Triton Submarines, a Florida-based luxury submersible company, has quite a few landmark dives under its belt.
Take, for example, the world's deepest dive to Australia's Great Barrier Reef, with Sir David Attenborough as a passenger, to carry out filming for the award-winning Blue Planet II.
Adding to the company's prestige is the release of its new 3300/6, a six-seater sub designed to launch from the garage of a mega-yacht.
The 'world's largest spherical acrylic pressure hull'
The 3300/6 gets its name from the fact that it achieved a certified depth rating of 3,300 ft (1,000 m) with the capacity to carry 6 passengers.
"As the world’s largest capacity acrylic-hulled personal submersible with a certified depth rating to 1,000m (3,300ft), the delivery incorporates numerous significant milestone ‘firsts’, further lengthening Triton’s existing list of pioneering achievements," Triton Submarines explained in a press release.
Besides the submersible's depth certification, the 3300/6 is also "the world's largest spherical acrylic pressure hull," an impressive transparent ball 2.5 m (100 in) in diameter that gives its passengers impressive visibility.
Triton Subs say the acrylic pressure hull is "optically perfect" and offers minimal distortion when viewing the depths outside of the submersible craft.
The 3300/6 carries enough air and battery for 10-plus hour undersea excursions, as per NewAtlas.

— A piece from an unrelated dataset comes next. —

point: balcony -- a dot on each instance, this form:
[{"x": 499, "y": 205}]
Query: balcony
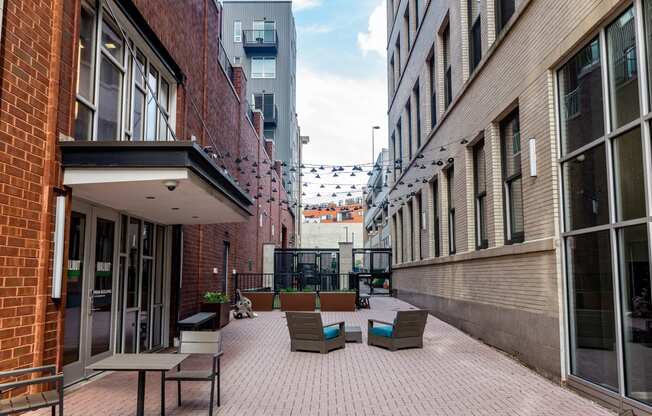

Its two main thrusters and two vertran thrusters peak at 12.5kW each, allowing for a relatively slow 3-knot (3.45-mph/5.5-km/h) top speed, which is typical of submersibles.
The pilot is seated at the back of the acrylic sphere and controls the luxury submersible via a joystick and touchscreen combination.
The 3300/6 weighs a staggering 11,000 kg (24,300 lb) and measures 4.55 m (14.9 ft) long. However, Triton says that it "features a new lifting system for the widely adopted overhead gantry cranes, a critical factor in integrating this unit with a wide range of mega-yacht garages."
Holidaying in unknown depths with the 3300/6
Pricing for the submersible is not public, though the fact the 3300/6 was designed to be housed in mega-yachts lets you know what ballpark you're in.
Triton might have made a name by forming an integral role in some of the best deepsea TV we've ever seen, but now they seem to be focusing on making submersible dives marginally more accessible.
The company says the 3300/6 is one of several new models that "addresses the increasing demand Triton Submarines is experiencing from both mega-yacht owners and the hospitality sector for larger capacity submersibles that allow families or groups of guests to partake in experiences that generate unique shared memories."
It looks like the future holidays of the rich and the famous may well take place in the unknown depths of the sea and space.